In that sense, he credited the AKU initiative himself. Under Moon’s leadership, the coalition of civic groups was launched with 327 civic groups in 2012 in a bid to unite their unification work. It grew to include over 850 civic groups from liberal to conservative camps, drawing much attention.
“This is a huge achievement. We brought together all significant civic bodies that actually do engage with the North, brought them under one umbrella,” Moon said, noting the biggest problem in civic movements in South Korea was that all parties were fragmented from agenda differences.
He also viewed it as a reason the liberal governments’ engagement policy toward the North did not have a fruitful outcome.
“As long as you have a body like AKU you are going to have a continual effort that transcends administrations. Once North Korea opens again, this time everything we did wrong under the Sunshine Policy we will have things put in place and make significant changes.”

Edwin Feulner, the founder of the Heritage Foundation, holds a book titled “Korean Dream: A Vision for a Unified Korea” written by GPF Chairman Moon Hyun-jin while speaking at a 2017 Global Peace Convention session at the Marriott Hotel in Manila, Wednesday. / Courtesy of GPF
Moon said his efforts in the unification initiative are part of his inheriting the “family legacy."

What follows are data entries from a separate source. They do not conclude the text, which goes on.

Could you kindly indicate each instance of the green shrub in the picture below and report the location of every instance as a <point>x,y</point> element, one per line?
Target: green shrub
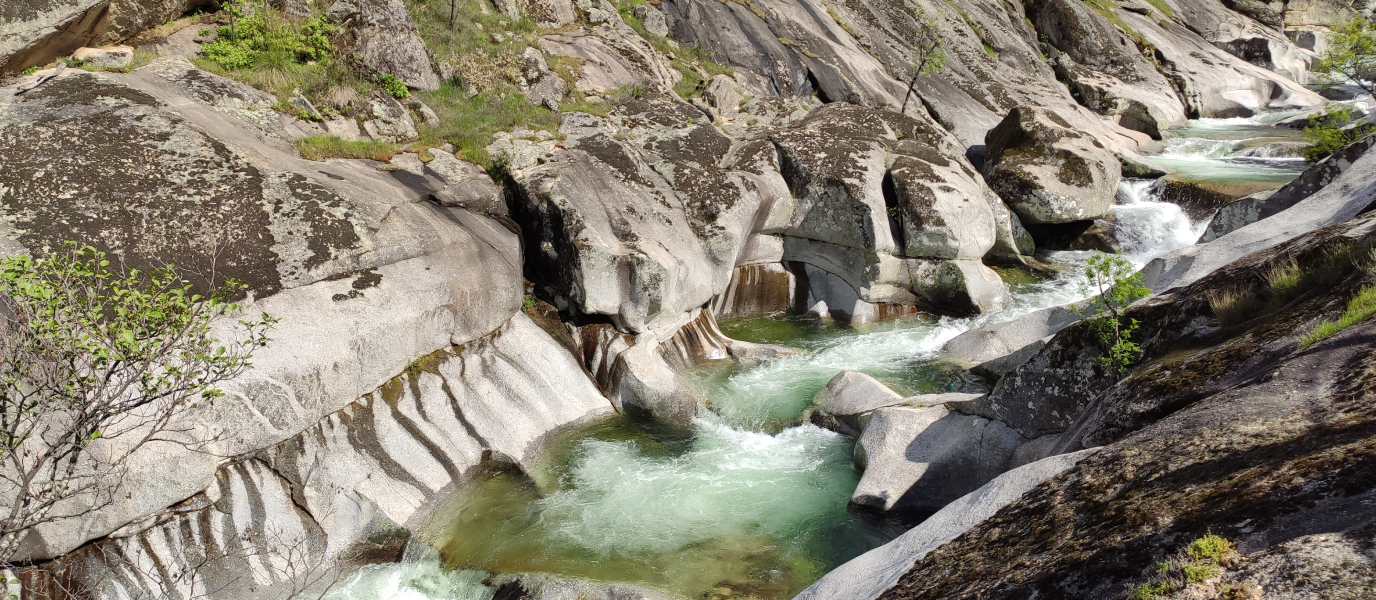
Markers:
<point>319,147</point>
<point>1361,307</point>
<point>1332,131</point>
<point>394,87</point>
<point>264,39</point>
<point>1115,286</point>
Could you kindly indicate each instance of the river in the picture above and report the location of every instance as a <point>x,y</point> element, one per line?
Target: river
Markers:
<point>747,501</point>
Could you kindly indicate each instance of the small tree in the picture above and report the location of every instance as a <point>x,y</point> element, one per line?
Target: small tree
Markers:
<point>928,54</point>
<point>1113,285</point>
<point>1350,55</point>
<point>95,363</point>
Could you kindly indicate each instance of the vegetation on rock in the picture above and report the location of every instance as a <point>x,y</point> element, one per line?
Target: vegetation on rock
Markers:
<point>1350,55</point>
<point>95,362</point>
<point>1115,285</point>
<point>928,54</point>
<point>319,147</point>
<point>1332,131</point>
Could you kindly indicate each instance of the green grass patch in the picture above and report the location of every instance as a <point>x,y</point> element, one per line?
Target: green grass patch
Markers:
<point>1166,8</point>
<point>319,147</point>
<point>469,123</point>
<point>1361,307</point>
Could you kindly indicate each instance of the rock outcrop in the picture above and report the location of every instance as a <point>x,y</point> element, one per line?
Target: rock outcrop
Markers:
<point>1263,205</point>
<point>336,242</point>
<point>868,575</point>
<point>36,32</point>
<point>922,458</point>
<point>1234,430</point>
<point>1046,171</point>
<point>381,39</point>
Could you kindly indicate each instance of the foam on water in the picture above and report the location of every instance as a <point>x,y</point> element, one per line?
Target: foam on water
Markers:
<point>746,497</point>
<point>1149,227</point>
<point>1233,150</point>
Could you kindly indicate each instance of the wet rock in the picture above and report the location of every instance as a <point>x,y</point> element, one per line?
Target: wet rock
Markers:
<point>868,575</point>
<point>723,97</point>
<point>114,57</point>
<point>167,164</point>
<point>849,398</point>
<point>1049,172</point>
<point>391,121</point>
<point>39,32</point>
<point>652,18</point>
<point>1349,194</point>
<point>923,458</point>
<point>672,237</point>
<point>381,37</point>
<point>1098,234</point>
<point>643,381</point>
<point>1263,205</point>
<point>467,185</point>
<point>1105,68</point>
<point>756,291</point>
<point>1201,198</point>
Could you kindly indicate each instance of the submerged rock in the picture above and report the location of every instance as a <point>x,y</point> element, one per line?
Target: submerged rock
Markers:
<point>868,575</point>
<point>921,458</point>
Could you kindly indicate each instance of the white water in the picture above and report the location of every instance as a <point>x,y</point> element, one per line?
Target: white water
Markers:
<point>685,520</point>
<point>1234,150</point>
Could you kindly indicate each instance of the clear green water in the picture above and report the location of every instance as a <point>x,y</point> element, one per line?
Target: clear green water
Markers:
<point>1233,150</point>
<point>746,501</point>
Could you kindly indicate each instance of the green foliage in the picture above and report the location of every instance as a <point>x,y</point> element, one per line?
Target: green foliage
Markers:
<point>928,52</point>
<point>1149,591</point>
<point>90,351</point>
<point>1350,55</point>
<point>1361,307</point>
<point>394,87</point>
<point>319,147</point>
<point>1115,285</point>
<point>262,37</point>
<point>1332,131</point>
<point>469,123</point>
<point>1211,548</point>
<point>1199,573</point>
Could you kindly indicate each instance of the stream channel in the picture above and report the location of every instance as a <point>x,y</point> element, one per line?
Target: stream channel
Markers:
<point>749,501</point>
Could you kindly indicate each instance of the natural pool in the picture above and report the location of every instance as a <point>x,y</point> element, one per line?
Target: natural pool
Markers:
<point>746,501</point>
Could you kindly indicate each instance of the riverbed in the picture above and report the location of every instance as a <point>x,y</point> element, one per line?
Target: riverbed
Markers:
<point>749,500</point>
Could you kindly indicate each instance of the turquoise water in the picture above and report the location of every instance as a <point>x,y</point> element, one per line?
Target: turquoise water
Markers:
<point>746,501</point>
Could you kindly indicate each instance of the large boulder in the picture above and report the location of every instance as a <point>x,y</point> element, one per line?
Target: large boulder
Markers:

His grandfather’s brother was a prominent member of the Korean anti-colonial movement, for which he helped draft the Independence Declaration. His father, Moon Sun-myung was at the forefront of engagement with North Korea starting in 1991.
After meeting the North’s founding leader Kim Il-sung in Pyongyang that year, Moon Sun-myung established the international company Mt. Geumgang in 1994, launched tours there in 1998, and the following year established Pyeonghwa Motors _ a joint car venture between South and North Korea.
His third son Hyun-jin pioneered his own path of unification movement by spurring civic movement and also by promoting the philosophy of “Hongik Ingan.”
The ancient Korean mantra that is devoted to the “welfare of mankind” is well-articulated in his recently published book, “Korean Dream: A Vision for a Unified Korea.”
Father of Tangun, credited with founding the country, is believed to come to this world to serve the people, not to rule over them or demand they respect or worship him. Serving the people is the notion that can resonate among people in the world, Moon says.
“Korea embarked and created an ideal nation that uplifted fundamental human rights and freedoms and tried to establish a people-based government. This sounds astounding to foreigners because of the belief that this was purely a westerners’ construct,” he said.
“As we enter the pan-Pacific realm where Asia is trying to find its own identity and establish its own sense of leadership, this is so relevant.
“It basically represents the end of the colonial and Cold War era. Through unification you close the chapter on that, and open up a new chapter that leadership of Korea and Korea’s story.”